You may have beter results in CO, especially if you are at elevation.

Bottom line, I hope the 943 gives me something interesting - another aromatic profile to increase the interest of our Dijon clone bottling. That said, I am hedging our bets by increasing our Pinot plantings with what I call "heritage" clones - stuff that has done well in California for 30-50 years. If you have followed some of my more recent posts you know that we already have an acre and a half of our Estate planted to budwood from the old block at the Haynes Vineyard. We will build on this in 2008. If I put in any more Dijon budwood it will be minimal - perhaps another acre and probably clone 114.

 
At 6:14 AM, Anonymous Anonymous said...

On a Swiss website, PN 943 is described as having low yields, very tannic wine and loose clusters that have near zero spoilage. Have you found this to be true and what has been your experience with 943? It's almost impossible to find anything on this clone.

 
At 11:05 AM, Blogger John M. Kelly said...

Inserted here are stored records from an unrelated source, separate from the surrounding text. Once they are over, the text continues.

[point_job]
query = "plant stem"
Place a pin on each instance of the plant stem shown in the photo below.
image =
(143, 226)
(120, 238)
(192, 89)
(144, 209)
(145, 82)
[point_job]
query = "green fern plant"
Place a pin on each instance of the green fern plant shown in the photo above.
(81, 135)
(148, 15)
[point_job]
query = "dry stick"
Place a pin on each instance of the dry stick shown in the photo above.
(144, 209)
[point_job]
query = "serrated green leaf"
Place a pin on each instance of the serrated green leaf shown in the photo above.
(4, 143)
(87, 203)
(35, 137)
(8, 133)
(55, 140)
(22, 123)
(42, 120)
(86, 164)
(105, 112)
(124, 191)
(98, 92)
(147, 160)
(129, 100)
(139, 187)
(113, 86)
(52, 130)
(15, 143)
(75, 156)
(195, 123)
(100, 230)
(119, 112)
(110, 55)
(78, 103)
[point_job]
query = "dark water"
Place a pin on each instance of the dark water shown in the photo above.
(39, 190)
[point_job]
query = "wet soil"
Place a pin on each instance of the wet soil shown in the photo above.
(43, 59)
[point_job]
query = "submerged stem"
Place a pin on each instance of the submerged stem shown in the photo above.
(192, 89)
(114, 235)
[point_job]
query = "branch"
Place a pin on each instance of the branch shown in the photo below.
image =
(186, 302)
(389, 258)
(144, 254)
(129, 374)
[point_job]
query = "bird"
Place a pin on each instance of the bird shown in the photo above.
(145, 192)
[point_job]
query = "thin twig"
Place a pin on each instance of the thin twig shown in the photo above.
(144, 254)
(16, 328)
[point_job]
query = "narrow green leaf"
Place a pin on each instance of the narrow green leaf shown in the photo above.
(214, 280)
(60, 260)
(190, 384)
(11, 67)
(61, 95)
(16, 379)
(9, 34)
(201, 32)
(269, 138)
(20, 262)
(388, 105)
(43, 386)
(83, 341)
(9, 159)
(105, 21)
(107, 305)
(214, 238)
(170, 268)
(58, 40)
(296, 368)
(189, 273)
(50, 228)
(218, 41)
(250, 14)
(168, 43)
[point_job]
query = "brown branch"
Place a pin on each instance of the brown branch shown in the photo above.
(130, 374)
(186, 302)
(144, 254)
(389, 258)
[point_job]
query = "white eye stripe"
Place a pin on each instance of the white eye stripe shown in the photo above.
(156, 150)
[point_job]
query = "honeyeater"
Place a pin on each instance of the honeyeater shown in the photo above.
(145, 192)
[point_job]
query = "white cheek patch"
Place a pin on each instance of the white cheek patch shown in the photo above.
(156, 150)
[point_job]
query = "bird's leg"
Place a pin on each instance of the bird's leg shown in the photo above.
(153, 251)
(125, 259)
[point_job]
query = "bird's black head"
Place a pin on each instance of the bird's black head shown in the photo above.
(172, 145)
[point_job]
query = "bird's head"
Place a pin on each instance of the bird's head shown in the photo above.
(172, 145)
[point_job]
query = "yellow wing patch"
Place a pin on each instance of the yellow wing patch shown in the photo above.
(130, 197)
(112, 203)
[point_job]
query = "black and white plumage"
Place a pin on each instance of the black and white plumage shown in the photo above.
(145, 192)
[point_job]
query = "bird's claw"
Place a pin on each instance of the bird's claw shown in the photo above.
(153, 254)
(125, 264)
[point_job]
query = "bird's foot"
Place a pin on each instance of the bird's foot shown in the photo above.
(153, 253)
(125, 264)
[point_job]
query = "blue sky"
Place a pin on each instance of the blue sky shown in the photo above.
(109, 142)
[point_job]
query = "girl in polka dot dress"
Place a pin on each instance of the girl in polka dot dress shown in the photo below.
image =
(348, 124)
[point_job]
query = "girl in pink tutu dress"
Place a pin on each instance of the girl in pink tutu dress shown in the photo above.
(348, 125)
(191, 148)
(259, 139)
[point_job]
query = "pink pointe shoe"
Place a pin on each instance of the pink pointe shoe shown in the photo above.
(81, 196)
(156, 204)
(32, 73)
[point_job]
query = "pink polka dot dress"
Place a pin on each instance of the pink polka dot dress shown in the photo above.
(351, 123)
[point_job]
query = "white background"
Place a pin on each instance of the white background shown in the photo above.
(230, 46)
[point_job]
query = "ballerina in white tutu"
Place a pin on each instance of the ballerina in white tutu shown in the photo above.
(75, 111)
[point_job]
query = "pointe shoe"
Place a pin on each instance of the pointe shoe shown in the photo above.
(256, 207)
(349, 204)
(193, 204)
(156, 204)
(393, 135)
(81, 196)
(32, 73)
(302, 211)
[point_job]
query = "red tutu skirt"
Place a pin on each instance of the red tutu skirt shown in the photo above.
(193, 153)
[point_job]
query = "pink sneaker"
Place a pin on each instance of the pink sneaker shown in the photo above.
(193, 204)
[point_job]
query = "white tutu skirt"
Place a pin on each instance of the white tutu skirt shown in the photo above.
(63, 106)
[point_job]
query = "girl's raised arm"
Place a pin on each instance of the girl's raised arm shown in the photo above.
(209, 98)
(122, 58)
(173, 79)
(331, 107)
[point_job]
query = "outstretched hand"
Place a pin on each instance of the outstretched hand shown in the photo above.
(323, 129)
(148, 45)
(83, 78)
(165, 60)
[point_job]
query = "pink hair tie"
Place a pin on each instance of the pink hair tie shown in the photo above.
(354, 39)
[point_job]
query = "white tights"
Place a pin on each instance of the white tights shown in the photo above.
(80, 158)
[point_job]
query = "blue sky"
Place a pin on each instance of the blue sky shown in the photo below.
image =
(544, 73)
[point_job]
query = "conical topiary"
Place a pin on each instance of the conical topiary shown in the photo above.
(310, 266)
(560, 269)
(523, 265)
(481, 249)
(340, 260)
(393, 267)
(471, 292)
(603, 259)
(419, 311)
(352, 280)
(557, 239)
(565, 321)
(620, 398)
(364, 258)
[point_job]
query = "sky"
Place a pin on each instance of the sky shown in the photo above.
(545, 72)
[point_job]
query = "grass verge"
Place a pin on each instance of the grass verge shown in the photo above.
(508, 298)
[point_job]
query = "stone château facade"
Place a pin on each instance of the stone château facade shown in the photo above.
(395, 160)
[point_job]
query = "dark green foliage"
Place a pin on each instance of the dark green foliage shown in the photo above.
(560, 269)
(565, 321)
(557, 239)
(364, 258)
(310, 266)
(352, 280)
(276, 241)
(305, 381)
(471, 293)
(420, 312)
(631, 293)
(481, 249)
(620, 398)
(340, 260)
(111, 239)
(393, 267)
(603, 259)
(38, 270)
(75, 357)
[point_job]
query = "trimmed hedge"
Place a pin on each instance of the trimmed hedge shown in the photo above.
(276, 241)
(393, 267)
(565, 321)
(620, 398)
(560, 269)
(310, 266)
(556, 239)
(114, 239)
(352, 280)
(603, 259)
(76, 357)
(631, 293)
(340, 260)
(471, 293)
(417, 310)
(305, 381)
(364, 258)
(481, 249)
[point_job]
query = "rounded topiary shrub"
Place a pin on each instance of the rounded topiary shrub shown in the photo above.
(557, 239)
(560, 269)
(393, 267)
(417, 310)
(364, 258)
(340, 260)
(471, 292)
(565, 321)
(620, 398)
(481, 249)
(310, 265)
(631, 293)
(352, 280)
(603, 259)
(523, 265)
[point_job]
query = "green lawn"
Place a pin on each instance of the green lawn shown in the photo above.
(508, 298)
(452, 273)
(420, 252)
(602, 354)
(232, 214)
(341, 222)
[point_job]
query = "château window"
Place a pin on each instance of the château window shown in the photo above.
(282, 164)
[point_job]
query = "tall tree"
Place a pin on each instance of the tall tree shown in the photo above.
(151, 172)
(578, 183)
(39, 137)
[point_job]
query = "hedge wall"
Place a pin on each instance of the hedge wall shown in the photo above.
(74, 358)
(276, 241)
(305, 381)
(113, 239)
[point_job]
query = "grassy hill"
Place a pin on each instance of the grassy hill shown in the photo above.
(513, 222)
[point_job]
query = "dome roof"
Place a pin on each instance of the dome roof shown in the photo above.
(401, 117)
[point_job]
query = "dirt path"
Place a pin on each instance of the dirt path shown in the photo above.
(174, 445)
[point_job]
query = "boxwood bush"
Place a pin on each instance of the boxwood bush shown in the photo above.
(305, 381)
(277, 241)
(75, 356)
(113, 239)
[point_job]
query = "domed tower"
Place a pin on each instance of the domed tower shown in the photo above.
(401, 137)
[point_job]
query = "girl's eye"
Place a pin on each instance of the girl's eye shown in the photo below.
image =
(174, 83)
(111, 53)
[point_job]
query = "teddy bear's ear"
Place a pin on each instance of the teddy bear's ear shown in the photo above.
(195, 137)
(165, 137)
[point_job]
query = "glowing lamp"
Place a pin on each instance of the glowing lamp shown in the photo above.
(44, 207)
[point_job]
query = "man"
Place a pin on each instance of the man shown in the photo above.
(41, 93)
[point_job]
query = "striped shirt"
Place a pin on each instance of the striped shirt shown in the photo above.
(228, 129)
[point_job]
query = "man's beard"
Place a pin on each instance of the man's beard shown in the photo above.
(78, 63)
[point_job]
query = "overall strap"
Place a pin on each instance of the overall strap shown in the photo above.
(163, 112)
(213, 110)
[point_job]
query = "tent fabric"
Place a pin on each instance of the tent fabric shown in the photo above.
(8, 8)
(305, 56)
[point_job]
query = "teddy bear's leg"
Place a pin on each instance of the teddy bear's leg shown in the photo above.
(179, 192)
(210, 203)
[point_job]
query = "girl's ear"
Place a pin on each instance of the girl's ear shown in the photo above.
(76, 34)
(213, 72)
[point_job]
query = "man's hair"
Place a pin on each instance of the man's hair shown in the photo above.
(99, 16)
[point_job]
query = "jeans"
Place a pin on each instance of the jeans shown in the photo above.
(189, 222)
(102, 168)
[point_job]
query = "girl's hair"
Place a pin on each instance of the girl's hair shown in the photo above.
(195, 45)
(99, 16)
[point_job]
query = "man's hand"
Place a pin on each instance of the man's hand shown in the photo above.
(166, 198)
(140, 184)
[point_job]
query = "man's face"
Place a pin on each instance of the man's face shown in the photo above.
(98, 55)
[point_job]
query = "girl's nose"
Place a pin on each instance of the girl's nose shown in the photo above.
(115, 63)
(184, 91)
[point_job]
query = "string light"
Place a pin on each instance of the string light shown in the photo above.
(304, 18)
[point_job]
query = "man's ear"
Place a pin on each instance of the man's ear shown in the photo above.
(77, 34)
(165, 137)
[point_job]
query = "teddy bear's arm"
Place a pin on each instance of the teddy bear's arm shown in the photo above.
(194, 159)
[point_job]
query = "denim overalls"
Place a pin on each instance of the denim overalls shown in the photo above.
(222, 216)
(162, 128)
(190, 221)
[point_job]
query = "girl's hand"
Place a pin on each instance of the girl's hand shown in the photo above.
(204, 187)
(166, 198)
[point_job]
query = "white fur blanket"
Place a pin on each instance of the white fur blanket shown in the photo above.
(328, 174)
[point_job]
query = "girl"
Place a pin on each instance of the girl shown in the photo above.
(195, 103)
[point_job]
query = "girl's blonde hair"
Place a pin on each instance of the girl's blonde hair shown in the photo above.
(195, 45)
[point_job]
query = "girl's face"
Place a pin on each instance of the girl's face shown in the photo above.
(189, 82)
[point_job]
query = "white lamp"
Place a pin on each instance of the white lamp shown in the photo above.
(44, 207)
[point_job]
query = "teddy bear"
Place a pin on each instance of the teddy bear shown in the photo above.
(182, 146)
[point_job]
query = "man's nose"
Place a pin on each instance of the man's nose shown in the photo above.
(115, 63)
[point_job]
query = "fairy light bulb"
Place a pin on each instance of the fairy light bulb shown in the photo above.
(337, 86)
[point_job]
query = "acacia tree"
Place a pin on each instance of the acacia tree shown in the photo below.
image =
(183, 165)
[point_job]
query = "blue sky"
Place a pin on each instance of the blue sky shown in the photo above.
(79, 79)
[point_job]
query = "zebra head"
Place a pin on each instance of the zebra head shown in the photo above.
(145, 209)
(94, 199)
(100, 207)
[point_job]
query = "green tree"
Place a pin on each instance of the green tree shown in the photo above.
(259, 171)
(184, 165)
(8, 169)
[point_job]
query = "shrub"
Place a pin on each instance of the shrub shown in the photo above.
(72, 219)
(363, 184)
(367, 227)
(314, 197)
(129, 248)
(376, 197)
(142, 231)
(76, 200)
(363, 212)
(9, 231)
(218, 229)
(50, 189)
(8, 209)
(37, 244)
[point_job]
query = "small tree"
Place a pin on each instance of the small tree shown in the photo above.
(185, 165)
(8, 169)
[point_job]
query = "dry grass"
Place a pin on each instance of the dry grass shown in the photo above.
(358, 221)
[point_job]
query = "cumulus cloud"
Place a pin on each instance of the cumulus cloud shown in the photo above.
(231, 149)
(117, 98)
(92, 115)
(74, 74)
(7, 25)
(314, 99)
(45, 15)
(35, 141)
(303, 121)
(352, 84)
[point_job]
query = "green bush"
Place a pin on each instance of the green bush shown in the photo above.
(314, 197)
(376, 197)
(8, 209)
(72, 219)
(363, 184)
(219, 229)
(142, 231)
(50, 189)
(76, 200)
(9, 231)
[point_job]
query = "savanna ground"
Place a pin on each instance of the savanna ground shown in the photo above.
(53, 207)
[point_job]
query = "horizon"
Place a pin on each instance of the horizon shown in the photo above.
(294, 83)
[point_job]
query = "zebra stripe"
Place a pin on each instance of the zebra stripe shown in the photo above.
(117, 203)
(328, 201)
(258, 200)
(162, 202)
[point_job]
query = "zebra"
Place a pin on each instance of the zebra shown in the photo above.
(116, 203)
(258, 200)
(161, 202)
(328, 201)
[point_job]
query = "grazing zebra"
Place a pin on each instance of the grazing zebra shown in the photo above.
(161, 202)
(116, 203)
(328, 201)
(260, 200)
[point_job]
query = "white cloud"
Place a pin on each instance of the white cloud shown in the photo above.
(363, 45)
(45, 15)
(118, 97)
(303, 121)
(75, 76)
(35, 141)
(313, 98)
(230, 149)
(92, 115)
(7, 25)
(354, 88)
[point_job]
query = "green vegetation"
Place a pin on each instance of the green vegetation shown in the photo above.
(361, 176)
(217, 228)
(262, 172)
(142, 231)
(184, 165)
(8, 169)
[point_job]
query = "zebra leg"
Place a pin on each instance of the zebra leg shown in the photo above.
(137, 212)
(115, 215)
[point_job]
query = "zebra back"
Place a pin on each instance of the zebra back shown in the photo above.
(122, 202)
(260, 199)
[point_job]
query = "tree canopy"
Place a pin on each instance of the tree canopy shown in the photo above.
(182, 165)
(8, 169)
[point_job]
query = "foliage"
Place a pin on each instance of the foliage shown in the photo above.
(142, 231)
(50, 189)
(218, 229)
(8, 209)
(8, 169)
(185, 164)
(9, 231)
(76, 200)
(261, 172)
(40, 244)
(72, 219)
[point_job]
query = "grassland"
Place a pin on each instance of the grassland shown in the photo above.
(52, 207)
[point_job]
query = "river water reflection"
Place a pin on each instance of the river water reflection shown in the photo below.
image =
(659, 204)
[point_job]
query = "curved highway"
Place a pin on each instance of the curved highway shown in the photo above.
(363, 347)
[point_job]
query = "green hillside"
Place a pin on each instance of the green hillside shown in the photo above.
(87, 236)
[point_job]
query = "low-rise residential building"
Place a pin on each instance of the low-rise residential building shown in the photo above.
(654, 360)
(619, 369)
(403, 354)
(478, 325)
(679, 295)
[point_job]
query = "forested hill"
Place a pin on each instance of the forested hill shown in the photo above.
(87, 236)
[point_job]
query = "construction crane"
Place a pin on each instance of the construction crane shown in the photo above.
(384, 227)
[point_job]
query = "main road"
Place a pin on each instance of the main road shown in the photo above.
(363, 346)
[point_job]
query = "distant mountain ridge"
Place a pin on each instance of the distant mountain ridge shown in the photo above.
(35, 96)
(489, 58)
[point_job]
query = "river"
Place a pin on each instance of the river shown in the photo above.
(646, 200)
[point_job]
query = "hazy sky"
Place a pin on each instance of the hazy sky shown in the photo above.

INRA & ENTAV are doing a pretty good job of keeping a lid on information about the 943 clone. It is one of the few "Dijon" clones where the French have negotiated a royalty payment for every bud sold here in the US. The royalty agreement is why only a few nurseries here can sell this wood.

Anyway, I have so far very little experience with this clone - 2008 was not even our first commercial crop year. This vintage I left 1-2 clusters/vine where there were clusters at all. The clusters were TINY and tight, with tiny, seeded berries.

I would not say the 943 fruit was tannic in relation to the mature 115 and 667, and it was certainly LESS tannic than the young 777.

We didn't have spoilage in any of the Pinot, so I can't speak to the relative susceptibility of the 943 to rot.